Have you ever noticed how outreach visits to preschools and daycares can take you entirely by surprise? Even after a month of taking the same bag of stories and songs out to child care centers, each individual classroom visit has risks. What if the kids have too much energy because it's been raining non-stop and they haven't gotten to run around outside? What if the teacher is so focused on every child sitting perfectly still that every third word the kiddos hear is "sit," completely obfuscating the story? What if the classroom of kids doesn't know what to do with a stranger in their midst and just stares at you despite your pleas to hear their best cow noise?
I've encountered each of these situations multiple times, including a handful of instances just in the last month (such is the life of a frequent outreacher). And do you know what I've found to be almost 100% effective in each of these problem scenarios? Interactive story time elements.
For me, interactive story time elements are the program parts that I can quickly adapt depending on my audience. For each element, I have a book as well as a more participatory activity. We can do one or the other to suit the mood of the group, and we can do both if the audience really likes a particular story. They all have the potential to get kids wiggling constructively, engaging in literacy, and having fun, all while behaving according to the "rules" of the library lady. Ta-da!
I've recently been relying on three main interactive elements to make up my springtime story time bag of tricks:
Five Little Monkeys Jumping on the Bed - This favorite fingerplay of childhood is always a hit with my child care center groups; they love helping to count off the monkeys and jump their fingers up and down to the rhythm of the rhyme. By the end, everyone is saying in their best doctor voice: "No more monkeys jumping on the bed!" Eileen Christelow, whose five monkey ouevre can span plenty of story times on its own, also offers great read-alouds for after the kiddos have acted out the bedtime rhyme and are clamoring for more monkeys.
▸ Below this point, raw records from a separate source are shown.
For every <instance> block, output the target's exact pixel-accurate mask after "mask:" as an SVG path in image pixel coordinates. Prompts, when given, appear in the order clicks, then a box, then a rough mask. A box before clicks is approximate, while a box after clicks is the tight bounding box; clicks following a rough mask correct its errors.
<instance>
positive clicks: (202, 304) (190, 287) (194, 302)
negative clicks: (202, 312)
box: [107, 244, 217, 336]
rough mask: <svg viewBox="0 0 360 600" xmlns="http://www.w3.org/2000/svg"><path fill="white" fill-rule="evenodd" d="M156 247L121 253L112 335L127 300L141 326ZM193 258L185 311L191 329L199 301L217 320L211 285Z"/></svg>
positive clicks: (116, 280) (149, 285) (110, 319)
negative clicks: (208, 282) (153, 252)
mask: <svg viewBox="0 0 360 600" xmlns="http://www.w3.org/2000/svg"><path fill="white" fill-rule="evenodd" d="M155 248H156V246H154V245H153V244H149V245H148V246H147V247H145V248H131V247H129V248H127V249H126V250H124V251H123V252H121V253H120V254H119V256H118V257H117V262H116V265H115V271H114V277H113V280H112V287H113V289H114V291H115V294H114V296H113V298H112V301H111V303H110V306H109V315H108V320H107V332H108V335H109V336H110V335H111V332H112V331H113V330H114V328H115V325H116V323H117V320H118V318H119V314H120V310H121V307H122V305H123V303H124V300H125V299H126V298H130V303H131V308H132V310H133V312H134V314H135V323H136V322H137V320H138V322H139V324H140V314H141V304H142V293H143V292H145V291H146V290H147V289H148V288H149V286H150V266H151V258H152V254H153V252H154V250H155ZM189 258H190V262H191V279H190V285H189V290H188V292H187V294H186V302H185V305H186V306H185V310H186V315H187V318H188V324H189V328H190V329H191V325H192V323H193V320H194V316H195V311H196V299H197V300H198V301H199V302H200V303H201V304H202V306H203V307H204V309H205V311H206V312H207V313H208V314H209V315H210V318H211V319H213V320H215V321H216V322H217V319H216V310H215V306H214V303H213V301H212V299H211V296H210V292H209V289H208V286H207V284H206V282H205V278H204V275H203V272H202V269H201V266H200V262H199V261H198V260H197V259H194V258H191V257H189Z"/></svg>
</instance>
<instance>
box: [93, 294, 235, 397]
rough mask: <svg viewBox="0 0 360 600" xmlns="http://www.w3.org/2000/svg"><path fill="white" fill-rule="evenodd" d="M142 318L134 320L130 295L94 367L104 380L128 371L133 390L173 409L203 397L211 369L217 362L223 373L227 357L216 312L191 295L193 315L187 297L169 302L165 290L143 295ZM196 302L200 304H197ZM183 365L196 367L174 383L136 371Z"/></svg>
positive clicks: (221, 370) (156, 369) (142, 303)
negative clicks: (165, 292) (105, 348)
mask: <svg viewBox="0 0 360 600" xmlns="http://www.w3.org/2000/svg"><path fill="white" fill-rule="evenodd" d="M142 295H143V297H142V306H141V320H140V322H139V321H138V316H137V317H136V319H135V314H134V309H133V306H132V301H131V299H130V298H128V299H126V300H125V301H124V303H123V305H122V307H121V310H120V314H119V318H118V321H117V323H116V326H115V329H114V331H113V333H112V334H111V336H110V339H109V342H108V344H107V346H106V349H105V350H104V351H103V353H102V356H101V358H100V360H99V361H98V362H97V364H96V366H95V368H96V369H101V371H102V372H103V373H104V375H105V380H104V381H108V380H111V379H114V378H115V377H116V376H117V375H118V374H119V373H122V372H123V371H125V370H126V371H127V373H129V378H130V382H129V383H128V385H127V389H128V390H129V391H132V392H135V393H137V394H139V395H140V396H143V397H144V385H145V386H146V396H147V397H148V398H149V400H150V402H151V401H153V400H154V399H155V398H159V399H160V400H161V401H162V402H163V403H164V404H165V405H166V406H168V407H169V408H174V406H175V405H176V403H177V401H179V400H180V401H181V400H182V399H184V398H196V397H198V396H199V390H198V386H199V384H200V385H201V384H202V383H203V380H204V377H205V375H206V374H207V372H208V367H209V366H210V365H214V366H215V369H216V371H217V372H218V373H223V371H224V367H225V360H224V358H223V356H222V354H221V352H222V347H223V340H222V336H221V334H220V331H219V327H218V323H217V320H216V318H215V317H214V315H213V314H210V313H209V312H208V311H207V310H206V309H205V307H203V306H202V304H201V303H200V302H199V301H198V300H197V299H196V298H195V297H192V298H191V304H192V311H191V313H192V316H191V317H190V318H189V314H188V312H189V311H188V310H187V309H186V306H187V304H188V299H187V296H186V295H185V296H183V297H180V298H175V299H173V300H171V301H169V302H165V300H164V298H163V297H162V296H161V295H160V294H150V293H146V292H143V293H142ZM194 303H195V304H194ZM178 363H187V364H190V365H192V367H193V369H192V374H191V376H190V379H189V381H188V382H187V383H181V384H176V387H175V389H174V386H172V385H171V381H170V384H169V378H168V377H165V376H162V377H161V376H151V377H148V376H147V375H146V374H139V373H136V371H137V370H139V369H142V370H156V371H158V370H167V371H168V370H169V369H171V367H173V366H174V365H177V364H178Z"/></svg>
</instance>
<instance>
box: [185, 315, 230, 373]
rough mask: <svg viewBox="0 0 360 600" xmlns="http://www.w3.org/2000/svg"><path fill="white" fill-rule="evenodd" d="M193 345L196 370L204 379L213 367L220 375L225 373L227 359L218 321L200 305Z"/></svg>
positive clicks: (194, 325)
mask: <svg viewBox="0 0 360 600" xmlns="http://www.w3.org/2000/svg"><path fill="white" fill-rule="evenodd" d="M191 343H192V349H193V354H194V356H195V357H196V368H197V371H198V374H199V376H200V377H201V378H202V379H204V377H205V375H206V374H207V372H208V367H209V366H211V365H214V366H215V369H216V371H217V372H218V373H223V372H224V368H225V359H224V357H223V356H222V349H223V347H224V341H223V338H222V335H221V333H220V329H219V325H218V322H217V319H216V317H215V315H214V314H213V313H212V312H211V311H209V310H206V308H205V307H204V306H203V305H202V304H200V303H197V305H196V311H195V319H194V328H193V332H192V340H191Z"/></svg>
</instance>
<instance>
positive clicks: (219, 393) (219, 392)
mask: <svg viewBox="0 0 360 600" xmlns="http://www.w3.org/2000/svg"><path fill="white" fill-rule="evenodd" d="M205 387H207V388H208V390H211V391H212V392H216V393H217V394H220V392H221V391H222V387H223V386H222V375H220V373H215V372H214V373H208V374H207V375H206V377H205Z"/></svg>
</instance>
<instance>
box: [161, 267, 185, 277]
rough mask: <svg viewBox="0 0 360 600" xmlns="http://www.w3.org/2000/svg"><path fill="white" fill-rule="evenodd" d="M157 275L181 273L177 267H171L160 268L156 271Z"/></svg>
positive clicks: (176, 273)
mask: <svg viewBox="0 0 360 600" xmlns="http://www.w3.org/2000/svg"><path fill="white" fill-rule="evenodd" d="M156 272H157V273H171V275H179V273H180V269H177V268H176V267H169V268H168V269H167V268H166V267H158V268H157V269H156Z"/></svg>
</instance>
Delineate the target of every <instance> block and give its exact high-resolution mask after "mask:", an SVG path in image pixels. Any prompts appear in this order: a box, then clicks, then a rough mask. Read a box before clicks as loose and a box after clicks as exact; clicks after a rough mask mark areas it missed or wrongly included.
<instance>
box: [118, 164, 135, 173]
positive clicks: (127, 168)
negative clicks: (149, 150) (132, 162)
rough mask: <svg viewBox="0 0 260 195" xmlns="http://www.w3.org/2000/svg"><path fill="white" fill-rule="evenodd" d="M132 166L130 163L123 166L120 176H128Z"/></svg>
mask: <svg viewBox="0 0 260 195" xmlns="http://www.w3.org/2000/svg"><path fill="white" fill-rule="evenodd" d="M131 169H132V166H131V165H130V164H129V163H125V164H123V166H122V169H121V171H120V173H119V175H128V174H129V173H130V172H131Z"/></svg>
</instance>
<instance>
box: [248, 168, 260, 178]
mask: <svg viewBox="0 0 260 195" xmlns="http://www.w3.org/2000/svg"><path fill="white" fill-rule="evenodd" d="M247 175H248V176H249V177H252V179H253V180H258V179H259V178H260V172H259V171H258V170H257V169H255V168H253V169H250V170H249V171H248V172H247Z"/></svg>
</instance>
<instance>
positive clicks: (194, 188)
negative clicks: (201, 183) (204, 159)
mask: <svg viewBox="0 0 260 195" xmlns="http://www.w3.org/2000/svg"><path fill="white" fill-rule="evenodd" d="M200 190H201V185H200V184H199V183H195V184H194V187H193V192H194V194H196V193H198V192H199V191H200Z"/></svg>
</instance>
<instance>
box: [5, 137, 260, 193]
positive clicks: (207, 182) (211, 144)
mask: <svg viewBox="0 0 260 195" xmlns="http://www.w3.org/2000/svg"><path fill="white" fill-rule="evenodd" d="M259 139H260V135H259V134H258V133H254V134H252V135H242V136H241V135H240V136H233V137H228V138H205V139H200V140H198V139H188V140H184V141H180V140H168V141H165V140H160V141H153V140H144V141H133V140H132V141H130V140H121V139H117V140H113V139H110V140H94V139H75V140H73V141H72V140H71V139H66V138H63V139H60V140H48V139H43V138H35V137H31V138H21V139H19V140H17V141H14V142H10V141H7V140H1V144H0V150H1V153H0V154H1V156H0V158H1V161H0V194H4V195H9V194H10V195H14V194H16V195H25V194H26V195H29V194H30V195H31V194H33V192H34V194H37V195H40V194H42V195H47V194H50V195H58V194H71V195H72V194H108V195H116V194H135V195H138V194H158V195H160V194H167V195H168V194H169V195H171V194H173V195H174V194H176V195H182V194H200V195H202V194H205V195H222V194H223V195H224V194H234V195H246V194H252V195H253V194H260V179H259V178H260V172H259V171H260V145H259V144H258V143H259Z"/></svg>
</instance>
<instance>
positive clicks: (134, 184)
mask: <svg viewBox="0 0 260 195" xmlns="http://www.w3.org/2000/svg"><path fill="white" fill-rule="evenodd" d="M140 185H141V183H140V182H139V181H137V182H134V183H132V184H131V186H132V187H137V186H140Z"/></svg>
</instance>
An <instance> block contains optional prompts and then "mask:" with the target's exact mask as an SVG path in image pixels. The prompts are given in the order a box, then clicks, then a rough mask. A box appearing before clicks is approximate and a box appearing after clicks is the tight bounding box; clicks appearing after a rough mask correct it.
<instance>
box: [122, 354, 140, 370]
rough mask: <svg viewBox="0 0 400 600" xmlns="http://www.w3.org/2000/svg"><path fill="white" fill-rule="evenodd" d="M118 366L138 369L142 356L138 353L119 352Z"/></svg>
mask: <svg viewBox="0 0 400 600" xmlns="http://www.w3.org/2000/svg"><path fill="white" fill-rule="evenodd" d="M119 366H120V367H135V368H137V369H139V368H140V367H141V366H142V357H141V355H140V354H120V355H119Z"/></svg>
The Three Little Pigs - I have something of a personal crusade to make sure all kids get to kindergarten with knowledge of the core folk and fairy tales. The Three Little Pigs is certainly among those tales, and I love any opportunity to read or tell that story. For groups that are not yet familiar with the story--and there are plenty who've never heard it, trust me--I do an oral telling of the tale. For groups that already know what happens to the pigs and the Big Bad Wolf, I jump right into Claudia Rueda's Huff & Puff, a great retelling with a twist. In this telling, the audience does the huffing and puffing, with great results in the illustrations. I don't want to ruin the final surprise; check it out and give it a shot.
What are some of your favorite interactive elements to take to outreach story times, where the crowd can vary?